Abstract

As an effective scheme often adopted for performance tuning in many-core processors, task migration provides an opportunity for “hot” tasks to be migrated to run on a “cool” core that has a lower temperature. When a task needs to migrate from one processor core to another, the migration can embark on numerous modes defined by the migration paths undertaken and/or the destinations of the migration. Selecting the right migration mode that a task shall follow has always been difficult, and it can be more challenging with the existence of dark cores that can be called back to service (reactivated), which ushers in additional task migration modes. Previous works have demonstrated that dark cores can be placed near the active cores to reduce power density so that the active cores can run at higher voltage/frequency levels for higher performance. However, the existing task migration schemes neither consider the impact of dark cores on each application's performance, nor exploit performance trade-off under different migration modes. Unlike the existing task migration schemes, in this article, a runtime task migration algorithm that simultaneously takes both migration modes and dark cores into consideration is proposed, and it essentially has two major steps. In the first step, for a specific migration mode that is tied to an application whose tasks need to be migrated, the number of dark cores is determined so that the overall performance is maximized.
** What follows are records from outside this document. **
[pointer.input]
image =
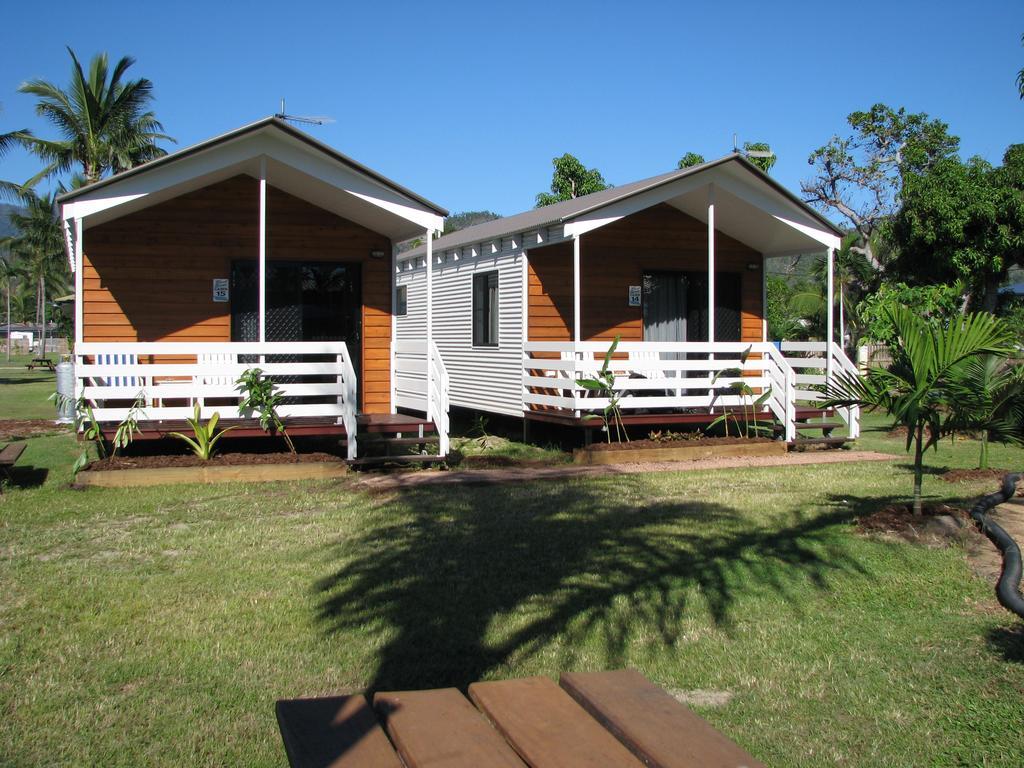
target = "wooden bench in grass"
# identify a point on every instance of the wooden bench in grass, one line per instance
(654, 726)
(334, 732)
(9, 456)
(594, 720)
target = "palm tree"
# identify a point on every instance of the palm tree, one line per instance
(989, 397)
(39, 248)
(102, 119)
(920, 389)
(8, 273)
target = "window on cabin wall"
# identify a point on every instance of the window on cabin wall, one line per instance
(485, 309)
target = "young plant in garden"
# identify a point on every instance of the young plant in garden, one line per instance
(205, 435)
(128, 428)
(259, 393)
(752, 425)
(603, 383)
(919, 390)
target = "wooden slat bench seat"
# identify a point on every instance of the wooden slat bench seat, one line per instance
(547, 727)
(435, 728)
(654, 726)
(594, 720)
(334, 732)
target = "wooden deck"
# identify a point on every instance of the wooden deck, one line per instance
(607, 719)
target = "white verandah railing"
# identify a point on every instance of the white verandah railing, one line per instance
(409, 371)
(665, 375)
(808, 358)
(169, 378)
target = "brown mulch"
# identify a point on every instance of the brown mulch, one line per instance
(221, 460)
(968, 475)
(10, 428)
(899, 518)
(678, 443)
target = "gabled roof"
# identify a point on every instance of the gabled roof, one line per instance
(270, 122)
(569, 210)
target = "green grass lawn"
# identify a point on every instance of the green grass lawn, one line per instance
(24, 393)
(157, 627)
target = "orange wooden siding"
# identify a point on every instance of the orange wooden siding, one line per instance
(148, 275)
(616, 256)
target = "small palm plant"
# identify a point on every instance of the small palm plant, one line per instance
(603, 383)
(259, 394)
(989, 397)
(919, 389)
(205, 435)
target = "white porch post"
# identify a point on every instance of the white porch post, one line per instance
(577, 300)
(262, 249)
(829, 321)
(711, 263)
(79, 284)
(430, 323)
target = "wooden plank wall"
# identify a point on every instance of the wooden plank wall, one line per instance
(616, 256)
(148, 274)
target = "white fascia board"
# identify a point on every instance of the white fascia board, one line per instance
(239, 152)
(778, 208)
(623, 208)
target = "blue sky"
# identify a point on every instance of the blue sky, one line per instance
(468, 102)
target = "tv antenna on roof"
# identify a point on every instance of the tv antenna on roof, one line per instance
(304, 120)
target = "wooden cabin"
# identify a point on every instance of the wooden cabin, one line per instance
(259, 248)
(523, 307)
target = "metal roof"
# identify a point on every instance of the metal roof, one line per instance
(571, 209)
(270, 122)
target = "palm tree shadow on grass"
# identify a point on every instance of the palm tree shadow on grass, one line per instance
(461, 582)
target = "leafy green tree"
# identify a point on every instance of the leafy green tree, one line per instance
(963, 221)
(919, 389)
(102, 119)
(939, 304)
(988, 396)
(760, 154)
(860, 176)
(689, 160)
(571, 179)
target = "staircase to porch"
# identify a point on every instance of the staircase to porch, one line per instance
(396, 438)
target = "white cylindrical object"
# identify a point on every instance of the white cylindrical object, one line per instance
(66, 392)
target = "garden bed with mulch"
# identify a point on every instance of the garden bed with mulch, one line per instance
(169, 470)
(677, 451)
(118, 463)
(937, 522)
(970, 475)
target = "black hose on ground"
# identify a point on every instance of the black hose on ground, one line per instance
(1008, 588)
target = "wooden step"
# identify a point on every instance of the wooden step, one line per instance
(335, 731)
(654, 726)
(370, 461)
(822, 441)
(433, 728)
(547, 727)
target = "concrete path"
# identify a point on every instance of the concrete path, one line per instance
(390, 481)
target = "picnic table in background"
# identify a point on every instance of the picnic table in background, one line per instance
(589, 720)
(41, 363)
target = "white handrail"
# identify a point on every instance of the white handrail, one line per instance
(170, 377)
(552, 370)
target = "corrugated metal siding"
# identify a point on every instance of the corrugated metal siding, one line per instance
(482, 378)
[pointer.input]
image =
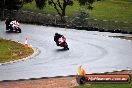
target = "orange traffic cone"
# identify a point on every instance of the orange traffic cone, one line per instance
(26, 43)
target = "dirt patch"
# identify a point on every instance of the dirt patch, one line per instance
(61, 82)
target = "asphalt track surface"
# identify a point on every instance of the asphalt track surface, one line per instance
(95, 51)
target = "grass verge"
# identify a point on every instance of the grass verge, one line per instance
(106, 85)
(10, 51)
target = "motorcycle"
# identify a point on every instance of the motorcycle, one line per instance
(14, 26)
(62, 43)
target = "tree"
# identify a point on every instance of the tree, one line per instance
(60, 5)
(40, 3)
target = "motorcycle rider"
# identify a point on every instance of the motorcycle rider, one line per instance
(56, 37)
(7, 22)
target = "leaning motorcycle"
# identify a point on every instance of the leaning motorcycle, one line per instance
(14, 26)
(62, 43)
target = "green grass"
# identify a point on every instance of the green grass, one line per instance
(120, 10)
(10, 50)
(116, 85)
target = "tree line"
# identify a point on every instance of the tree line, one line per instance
(59, 5)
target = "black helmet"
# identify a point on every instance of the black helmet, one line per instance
(56, 33)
The second step is to find an appropriate core region and its location for each application to optimize the communication latency and computation performance; during this step, focus is placed on reducing the fragmentation of the free core regions resulting from the task migration. Experimental results have confirmed that our approach achieves over 50 percent reduction in total response time when compared to recently proposed thermal-aware runtime task migration approachess.